Aperto ambas as maçanetas com ambas as mãos antes de abrir as duas portas e encarar aquelas criaturas de frente. Manda quem pode.

Aperto-as com mais força e num quase golpe marcial puxo-as e largo-as deixando abrirem-se livremente. Quase uma cena de filme.

Os seis, ali, olhares espantados, olhos abertos, doze olhos, seis pares de olhos, seis ténis, três pares. Bah!

Lancei-lhes um sorriso rasgado, como que a dizer: tenham tino, boys.

- Tenho estado a ouvir-vos. Gostava que esta conversa terminasse aqui.

Há uma coisa que queria que ficasse bem clara; vocês são importantes para mim, todos, os seis. São vocês que me permitem e permitiram fazer uma das coisas que mais gosto que é correr.

Os cor de laranja iam para abrir a boca. Os amarelos deram-lhe um ligeiro toque com o cotovelo. Os novos eram a noite depois de terem sido o dia. Caladinhos, assustados, via-se nos olhares, como um estagiário em início de carreira. Ninguém abriu a boca.

- Correr é aquilo que nos une. É por isso que escrevo e me dou ao capricho de o fazer sobre vocês.

Meus caros cor de laranja, não me esqueço da vossa coragem, naquela tarde em que chovia e cada passada atascava na lama. O que vocês sofreram quando a lama secou o tecido. O que vocês se divertiram quando vos lavei com a mangueira, lá em baixo no jardim do condomínio. O vosso valor, a vossa lealdade serão para sempre.

Os amarelos já pressentiam que vinha aí uma onda de elogios mas, via-lhes nas linguetas franzidas alguma preocupação, não fosse eu rasgá-los de alto a baixo.

- Meus caros amarelos, lembro-me bem daquela noite de Natal...

- Aniversário, gato.

- Desculpem, aquela noite de aniversário, não foi nada, foi noite de Natal.

- Aniversário, gato.

- Natal. Lembro-me bem dessa noite. Não começámos logo a correr. Em primeiro lugar pelo respeito que os laranjas me/nos mereciam. Em segundo lugar porque vocês eram tão deslumbrantes que não podia cometer tal sacrilégio...

- Nós lembramo-nos, andaste um mês connosco, não foi?

- Um pouco menos. Vivemos momentos fantásticos.

- Bom, já que tiveste que abrir as portas e colocar a conversa no seu devido lugar, deixa-nos aproveitar e pedir-te desculpa. Aquela corrida na praia...

- A culpa não foi vossa. Não lembra a ninguém correr sem meias.

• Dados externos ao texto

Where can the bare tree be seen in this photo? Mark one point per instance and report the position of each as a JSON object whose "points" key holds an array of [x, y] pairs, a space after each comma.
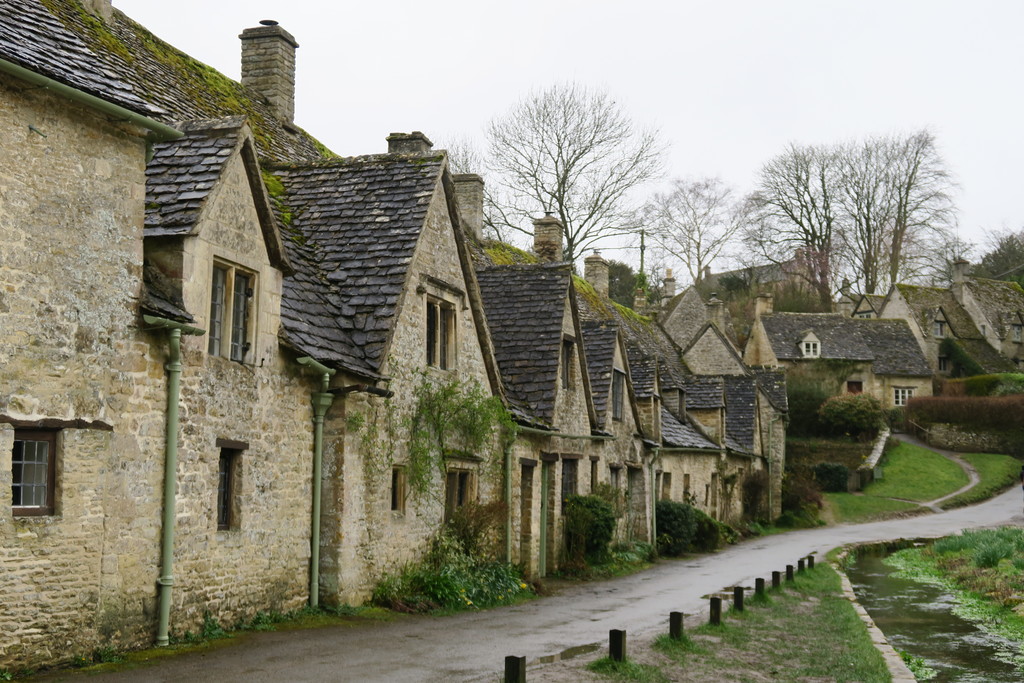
{"points": [[694, 221], [794, 214], [570, 151]]}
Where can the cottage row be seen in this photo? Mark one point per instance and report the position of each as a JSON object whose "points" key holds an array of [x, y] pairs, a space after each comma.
{"points": [[224, 353]]}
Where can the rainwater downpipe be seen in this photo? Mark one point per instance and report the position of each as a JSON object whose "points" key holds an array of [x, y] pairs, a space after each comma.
{"points": [[322, 401], [166, 580], [158, 132]]}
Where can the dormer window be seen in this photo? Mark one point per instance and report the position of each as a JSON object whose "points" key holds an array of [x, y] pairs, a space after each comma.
{"points": [[440, 334], [231, 294]]}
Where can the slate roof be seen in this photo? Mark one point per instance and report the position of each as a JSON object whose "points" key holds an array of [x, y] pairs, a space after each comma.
{"points": [[525, 306], [351, 226], [772, 382], [123, 61], [182, 173], [889, 344], [926, 302], [599, 341], [704, 392], [740, 410], [35, 39], [1001, 302], [679, 434]]}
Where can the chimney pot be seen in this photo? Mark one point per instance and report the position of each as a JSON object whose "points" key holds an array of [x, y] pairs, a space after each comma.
{"points": [[268, 66], [548, 239], [409, 143], [596, 272], [469, 195]]}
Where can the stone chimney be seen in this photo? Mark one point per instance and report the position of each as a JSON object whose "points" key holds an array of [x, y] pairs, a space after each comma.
{"points": [[99, 8], [469, 195], [548, 239], [763, 305], [268, 66], [410, 143], [716, 311], [960, 274], [669, 285], [596, 272]]}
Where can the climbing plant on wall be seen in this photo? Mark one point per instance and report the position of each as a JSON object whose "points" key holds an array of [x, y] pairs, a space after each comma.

- Mas, o sentimento de culpa acompanhou-nos, até hoje.

- Lembro-me dessa corrida na praia e das últimas que fizemos. A vossa sola já gasta fazia-me sentir todas as pedras pequenas na planta do pé que por acaso é aquela que tem dores, vocês sabem porquê.

- Não fizemos de propósito.

- Eu sei, também por isso tenho uma profunda estima por vocês.

Os ténis novos estavam pálidos. Entraram de peito feito e agora não passavam de um simples par de ténis novos.

- Vocês, vocês são a minha paixão. Eles são o meu amor. Pode amar-se de várias formas, há várias formas de amor, algumas inventam-se. As corridas também são assim.

No dia em que deixarem de correr lembrem-se desta conversa. Não é porque as atenções se viram para vocês que são melhores, por isso. No dia em que deixarem de correr têm que ter corrido mais um quilómetro que os cor de laranja e mais um quilómetro que os amarelos. Nesse dia serão - detesto usar este tipo de tempo verbal - dignos de ficar nesse armário, junto a esses dois fantásticos pares que comigo sofreram, riram, correram, saltaram, tomaram banho de piscina e de praia, apanharam sol, choraram em alguns casos, dignos.

Os novos tinham agora os atacadores completamente desapertados. Quase que lhes faltava o ar. Dava para perceber.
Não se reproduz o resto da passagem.